Which sales techniques can the online merchandiser use?

The keys to effective online merchandising are simple: the site and sales process should be interesting, dynamic, appealing and, most important, relevant to each shopper. So what kind of types within online merchandising can be used to achieve this?




Cross-selling is to get the customer to spend more money by adding more products from other categories than the current product being viewed or purchased. Cross-selling generally occurs when a brand or company has more than one type of product to offer the customer that might be interesting to them. Example: a retail brand has a few high-end temporary design collections every year, specifically for women. Chances are high that the women who are interested in one high-end design collection are interested in the other design collections as well. Referring to the other collections on the landing page of one high-end collection (by using a “You may also like” type of communication) will increase your sales in the other collections. Especially when that landing page is getting a lot of traffic.

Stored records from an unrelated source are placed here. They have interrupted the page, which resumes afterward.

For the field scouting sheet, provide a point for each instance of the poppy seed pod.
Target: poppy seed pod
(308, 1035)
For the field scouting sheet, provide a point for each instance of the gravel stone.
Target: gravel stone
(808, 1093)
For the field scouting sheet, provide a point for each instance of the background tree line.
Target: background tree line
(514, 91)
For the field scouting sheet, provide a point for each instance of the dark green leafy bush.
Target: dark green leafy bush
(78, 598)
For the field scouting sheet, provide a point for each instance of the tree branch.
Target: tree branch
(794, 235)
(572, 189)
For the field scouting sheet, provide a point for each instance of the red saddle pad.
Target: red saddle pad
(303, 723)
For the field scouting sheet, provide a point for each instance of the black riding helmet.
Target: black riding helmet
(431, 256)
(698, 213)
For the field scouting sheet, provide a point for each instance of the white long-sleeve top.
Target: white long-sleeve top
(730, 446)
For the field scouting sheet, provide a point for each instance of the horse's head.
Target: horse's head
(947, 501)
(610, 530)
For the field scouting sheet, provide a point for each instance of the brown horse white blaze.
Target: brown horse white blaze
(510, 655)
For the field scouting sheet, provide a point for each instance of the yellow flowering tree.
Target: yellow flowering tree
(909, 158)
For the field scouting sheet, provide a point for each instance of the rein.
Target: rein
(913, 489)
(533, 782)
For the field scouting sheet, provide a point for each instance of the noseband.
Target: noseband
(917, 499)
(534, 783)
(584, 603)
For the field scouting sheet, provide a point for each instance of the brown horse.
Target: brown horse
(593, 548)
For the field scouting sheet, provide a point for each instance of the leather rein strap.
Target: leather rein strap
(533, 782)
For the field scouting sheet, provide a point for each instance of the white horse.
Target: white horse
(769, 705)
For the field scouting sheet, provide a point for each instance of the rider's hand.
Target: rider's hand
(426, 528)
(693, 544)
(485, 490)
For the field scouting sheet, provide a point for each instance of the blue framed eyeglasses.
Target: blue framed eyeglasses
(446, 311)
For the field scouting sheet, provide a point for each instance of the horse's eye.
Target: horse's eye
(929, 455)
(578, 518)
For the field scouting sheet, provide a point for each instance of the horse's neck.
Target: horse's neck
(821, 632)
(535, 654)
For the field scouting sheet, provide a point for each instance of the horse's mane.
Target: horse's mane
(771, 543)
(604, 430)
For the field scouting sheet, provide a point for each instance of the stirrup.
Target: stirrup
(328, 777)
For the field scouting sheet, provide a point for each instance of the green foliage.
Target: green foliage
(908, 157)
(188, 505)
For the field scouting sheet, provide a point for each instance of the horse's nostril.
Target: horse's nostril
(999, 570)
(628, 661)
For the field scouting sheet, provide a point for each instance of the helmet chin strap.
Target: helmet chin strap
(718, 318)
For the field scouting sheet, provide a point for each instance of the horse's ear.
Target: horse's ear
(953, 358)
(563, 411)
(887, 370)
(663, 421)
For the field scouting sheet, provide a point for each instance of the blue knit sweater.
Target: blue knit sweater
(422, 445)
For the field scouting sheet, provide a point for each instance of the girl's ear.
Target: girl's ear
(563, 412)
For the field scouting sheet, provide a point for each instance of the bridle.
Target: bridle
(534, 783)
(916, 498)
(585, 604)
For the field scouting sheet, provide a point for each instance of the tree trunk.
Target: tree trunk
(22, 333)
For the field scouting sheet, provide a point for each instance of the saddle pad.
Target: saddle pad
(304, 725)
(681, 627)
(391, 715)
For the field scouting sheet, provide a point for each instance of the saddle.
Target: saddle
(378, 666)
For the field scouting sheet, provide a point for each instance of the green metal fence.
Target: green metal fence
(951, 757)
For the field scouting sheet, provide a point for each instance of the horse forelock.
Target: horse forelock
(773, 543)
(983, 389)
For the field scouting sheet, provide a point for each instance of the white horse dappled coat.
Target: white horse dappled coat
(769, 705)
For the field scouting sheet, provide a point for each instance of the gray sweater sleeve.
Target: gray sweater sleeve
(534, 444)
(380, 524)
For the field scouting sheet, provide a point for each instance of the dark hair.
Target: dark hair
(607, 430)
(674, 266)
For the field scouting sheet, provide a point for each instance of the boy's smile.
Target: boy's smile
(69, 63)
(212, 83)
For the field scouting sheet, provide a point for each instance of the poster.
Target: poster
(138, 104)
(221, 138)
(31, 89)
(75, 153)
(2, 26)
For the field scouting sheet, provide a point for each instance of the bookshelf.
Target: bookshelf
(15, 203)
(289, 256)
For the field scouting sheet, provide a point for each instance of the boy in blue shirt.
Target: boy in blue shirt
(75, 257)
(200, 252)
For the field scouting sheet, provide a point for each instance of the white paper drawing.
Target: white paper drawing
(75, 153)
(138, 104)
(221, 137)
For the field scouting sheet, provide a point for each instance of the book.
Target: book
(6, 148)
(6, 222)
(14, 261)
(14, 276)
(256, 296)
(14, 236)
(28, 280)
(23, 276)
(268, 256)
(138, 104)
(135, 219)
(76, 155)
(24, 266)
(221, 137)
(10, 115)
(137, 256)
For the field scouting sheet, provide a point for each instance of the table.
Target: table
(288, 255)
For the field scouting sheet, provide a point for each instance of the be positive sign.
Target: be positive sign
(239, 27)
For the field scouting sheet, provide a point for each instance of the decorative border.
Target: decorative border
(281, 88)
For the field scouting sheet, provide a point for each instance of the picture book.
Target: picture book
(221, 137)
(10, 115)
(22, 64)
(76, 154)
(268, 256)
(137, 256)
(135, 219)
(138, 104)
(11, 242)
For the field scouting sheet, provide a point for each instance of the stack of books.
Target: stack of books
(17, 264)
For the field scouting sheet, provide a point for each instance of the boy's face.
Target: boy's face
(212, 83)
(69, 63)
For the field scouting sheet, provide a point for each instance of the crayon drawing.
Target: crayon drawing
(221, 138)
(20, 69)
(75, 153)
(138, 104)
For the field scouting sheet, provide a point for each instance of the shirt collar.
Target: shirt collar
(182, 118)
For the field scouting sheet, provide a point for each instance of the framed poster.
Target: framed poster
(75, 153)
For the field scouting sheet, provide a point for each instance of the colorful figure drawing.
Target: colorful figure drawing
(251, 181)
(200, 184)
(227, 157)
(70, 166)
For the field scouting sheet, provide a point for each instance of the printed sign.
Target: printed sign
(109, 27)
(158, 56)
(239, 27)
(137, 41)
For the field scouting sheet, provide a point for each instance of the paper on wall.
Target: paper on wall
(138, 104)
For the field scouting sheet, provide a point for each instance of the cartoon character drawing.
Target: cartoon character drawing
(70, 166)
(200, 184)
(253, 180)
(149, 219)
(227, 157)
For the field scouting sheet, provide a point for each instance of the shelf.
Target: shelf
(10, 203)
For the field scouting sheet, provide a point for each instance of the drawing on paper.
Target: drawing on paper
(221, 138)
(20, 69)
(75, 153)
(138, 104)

Examples of communication that are used for cross-selling:

  • “Recommended products”
  • “Frequently bought together”
  • “Complete the look”
  • “Customers who bought X also bought”




Merchandisers are using up-selling to reach a higher average order value by using products or accessories from the same category. This can mean that a more expensive version of a product is presented as "recommended" on a product detail page.

Examples of communication that are used for up-selling:

  • "Alternative products"
  • "Customers who viewed X also viewed"
  • "You may also like"




Down-selling is the opposite of up-selling. In this case, the company chooses to offer a cheaper product next to the selected product. This can be done for several reasons:

  • Increase the changes of a sale by making the customer aware of cheaper alternatives.
  • The cheaper product is inferior to the more expensive product convincing the customer to buy the more expensive one.
  • The company actually makes a higher margin on the cheaper product (or has too much inventory).




Where accessorization can often look the same as up-selling mentioned above, accessorization is focused more on providing all the items a customer needs for specific uses. Think about shoe polish for your shoes or batteries for your remote control.